The Yogic Manager is a business novel that retells the ancient Sanskrit epic, the Mahabharata, The monumental war of Kurukshetra has been recreated in the business world at a consulting firm called Characterra Consulting. The protagonist Arjun Atmanand faces a crisis when his conscience clashes with the instructions of his boss and Characterra’s founder, Raja Sahamkar, To help him with his crisis, Arjun receives advice from Yogi, a being with supernatural powers. Arjun learns Yoga and Vedanra from Yogi, which he later uses to build a bridge between Yoga-Vedunra and Management.


By reading and studying this book, you will:

Start to challenge conventional ways of thinking about business and gain a new, holistic perspective of Management


Learn the principles and framework of Yogic Management, which you can then immediately apply to your work


Become a more productive knowledge worker by learning how to control and channel the most powerful instrument of knowledge work - the mind


Gain practical advice on how to build physical, mental, intellectual and spiritual strength


Live a balanced and purposeful life by going through the four phases prescribed in Yoga-Vedanta


Join the evolution of Management - a movement that will elevate the human condition and restore harmony to an imbalanced planet


About the Author


Avinash Bhushan Sharma is a senior consultant for strategic programs at a large Canadian bank in Toronto. He builds business cases, backed by financial models, and advises executives on investment decisions. He earned his MBA from the Queen’s School of Business (Ontario), his MS in Computer Science from the New Jersey Institute of Technology (NJIT), and his BSc in Statistics from Loyola College (University of Madras). He is also a graduate of Jiddu Krishnamurti’s Rishi Valley School. He previously worked as an analyst at the University of Chicago’s National Opinion Research Center (NORC).

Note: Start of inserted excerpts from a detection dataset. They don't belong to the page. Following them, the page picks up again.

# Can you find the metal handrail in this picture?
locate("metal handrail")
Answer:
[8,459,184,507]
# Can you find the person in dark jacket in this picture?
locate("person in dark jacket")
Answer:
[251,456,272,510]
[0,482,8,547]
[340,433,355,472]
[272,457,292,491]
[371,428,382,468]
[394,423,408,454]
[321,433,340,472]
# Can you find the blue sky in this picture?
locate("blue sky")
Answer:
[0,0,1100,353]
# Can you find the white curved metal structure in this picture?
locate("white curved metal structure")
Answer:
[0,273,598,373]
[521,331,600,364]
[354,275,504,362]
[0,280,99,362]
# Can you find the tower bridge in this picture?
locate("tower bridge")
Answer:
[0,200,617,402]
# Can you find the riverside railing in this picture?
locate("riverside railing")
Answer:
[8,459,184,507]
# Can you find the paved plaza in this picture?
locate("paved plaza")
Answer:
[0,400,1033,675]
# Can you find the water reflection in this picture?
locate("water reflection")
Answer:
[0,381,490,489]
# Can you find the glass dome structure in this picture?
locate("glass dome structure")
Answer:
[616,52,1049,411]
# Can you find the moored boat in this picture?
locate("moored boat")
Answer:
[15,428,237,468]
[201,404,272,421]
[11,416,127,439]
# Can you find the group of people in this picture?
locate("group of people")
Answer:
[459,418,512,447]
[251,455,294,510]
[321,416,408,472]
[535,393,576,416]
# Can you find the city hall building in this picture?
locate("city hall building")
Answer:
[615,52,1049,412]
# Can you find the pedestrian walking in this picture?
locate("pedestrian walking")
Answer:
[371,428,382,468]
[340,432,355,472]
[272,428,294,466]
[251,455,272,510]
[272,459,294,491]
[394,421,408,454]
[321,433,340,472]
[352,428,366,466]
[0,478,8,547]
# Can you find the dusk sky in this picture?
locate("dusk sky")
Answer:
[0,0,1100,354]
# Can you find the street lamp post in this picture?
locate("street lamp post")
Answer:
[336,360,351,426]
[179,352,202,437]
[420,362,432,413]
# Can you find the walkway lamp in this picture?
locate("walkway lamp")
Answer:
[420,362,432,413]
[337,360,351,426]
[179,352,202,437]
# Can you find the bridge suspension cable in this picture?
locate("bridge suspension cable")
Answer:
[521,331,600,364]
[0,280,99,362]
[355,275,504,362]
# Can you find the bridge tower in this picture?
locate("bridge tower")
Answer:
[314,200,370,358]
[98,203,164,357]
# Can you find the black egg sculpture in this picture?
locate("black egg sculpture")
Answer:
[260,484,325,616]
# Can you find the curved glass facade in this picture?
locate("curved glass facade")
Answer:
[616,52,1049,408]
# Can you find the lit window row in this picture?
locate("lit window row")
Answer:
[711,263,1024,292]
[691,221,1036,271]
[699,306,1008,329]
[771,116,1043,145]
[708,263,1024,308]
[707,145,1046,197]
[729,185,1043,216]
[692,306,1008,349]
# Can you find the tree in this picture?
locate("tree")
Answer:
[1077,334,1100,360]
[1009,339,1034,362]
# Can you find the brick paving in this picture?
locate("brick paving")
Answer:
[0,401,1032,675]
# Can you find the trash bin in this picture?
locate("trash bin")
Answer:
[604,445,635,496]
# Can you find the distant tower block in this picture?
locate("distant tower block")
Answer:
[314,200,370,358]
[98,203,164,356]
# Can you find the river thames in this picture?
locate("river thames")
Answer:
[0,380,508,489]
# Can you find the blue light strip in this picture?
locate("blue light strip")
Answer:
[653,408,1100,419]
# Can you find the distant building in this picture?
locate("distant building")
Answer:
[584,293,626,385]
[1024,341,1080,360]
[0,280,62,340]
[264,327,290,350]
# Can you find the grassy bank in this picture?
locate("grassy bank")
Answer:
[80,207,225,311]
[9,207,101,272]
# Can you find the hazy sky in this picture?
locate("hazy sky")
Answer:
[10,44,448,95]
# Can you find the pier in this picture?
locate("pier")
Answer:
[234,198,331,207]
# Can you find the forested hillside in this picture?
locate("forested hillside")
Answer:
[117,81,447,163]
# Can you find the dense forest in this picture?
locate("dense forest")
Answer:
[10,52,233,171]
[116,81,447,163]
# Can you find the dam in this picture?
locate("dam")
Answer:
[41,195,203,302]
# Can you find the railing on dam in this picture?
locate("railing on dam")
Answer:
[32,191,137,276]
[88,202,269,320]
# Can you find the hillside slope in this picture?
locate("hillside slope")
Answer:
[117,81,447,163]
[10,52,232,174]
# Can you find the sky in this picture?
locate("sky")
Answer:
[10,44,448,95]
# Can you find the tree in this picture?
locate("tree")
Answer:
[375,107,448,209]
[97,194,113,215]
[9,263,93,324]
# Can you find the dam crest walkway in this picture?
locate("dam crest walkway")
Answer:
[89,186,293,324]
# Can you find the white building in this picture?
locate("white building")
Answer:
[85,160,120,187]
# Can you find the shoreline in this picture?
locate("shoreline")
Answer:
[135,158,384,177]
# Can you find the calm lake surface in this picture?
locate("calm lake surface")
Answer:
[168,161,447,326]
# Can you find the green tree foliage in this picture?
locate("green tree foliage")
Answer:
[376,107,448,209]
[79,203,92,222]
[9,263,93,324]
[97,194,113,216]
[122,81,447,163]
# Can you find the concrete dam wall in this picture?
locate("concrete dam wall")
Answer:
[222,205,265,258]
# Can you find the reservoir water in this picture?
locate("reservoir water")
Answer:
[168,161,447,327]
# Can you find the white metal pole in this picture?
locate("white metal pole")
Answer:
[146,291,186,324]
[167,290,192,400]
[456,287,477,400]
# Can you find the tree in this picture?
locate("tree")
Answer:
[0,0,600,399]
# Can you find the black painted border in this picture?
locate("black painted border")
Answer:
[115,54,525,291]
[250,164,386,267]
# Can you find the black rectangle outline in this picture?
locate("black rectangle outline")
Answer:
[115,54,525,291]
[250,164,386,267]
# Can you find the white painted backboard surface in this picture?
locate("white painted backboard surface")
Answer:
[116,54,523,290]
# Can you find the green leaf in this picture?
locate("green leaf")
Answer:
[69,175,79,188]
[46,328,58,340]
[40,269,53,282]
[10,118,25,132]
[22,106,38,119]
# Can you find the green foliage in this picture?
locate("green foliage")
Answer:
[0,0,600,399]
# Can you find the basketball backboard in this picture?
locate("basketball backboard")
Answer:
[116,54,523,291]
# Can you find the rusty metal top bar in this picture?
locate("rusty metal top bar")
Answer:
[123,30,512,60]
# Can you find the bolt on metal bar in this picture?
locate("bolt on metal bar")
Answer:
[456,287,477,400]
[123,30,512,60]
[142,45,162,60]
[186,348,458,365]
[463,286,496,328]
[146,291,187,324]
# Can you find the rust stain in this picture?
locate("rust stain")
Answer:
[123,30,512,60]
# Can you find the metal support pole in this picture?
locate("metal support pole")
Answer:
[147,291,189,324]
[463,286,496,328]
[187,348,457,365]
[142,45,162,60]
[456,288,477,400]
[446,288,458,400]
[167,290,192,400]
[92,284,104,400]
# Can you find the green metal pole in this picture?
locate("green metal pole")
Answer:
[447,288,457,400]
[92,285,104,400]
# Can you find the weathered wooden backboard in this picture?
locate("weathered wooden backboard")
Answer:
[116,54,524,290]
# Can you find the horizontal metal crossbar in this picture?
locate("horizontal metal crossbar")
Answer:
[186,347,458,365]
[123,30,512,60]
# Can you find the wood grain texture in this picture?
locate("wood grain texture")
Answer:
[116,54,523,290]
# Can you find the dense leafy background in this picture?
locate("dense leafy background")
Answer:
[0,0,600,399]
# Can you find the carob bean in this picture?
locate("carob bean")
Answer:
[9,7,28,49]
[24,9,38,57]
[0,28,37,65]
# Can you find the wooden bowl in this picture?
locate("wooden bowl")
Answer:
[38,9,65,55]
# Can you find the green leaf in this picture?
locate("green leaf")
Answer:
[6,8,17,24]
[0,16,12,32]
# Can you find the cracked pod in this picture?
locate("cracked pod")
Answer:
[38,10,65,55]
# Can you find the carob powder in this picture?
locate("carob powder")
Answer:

Avinash was introduced to Yoga and Indian mythology at an early age by his parents. From 2008 to 2012 he researched Sanskrit texts, including the Mahabharata, Bhagavad Gita, Upanishads, and Yoga Sutras, to determine how Yoga-Vedanta can be applied to Management. The Yogic Manager is the product of this research, and is the first book in the Yogic Management series. To learn more about Yogic Management, and to access a variety of free resources, visit www.yogicmanagement.com




Seeking a new global balance through reflection, renewal and responsibility Global markets are extraordinary, powerful but also volatile.


Capable of creating great value, they also can destroy that value quickly. We only need to reflect on the most recent financial crisis for proof of this Shiva -like dual role of business forces.


Economically and culturally, globalization has lifted millions out of poverty, providing hope and material comfort, while bringing us closer together in the marketplace. There, we create and share value, along with our traditions, ideas and experiences. In other words, through our material transactions we also share our values and our humanity.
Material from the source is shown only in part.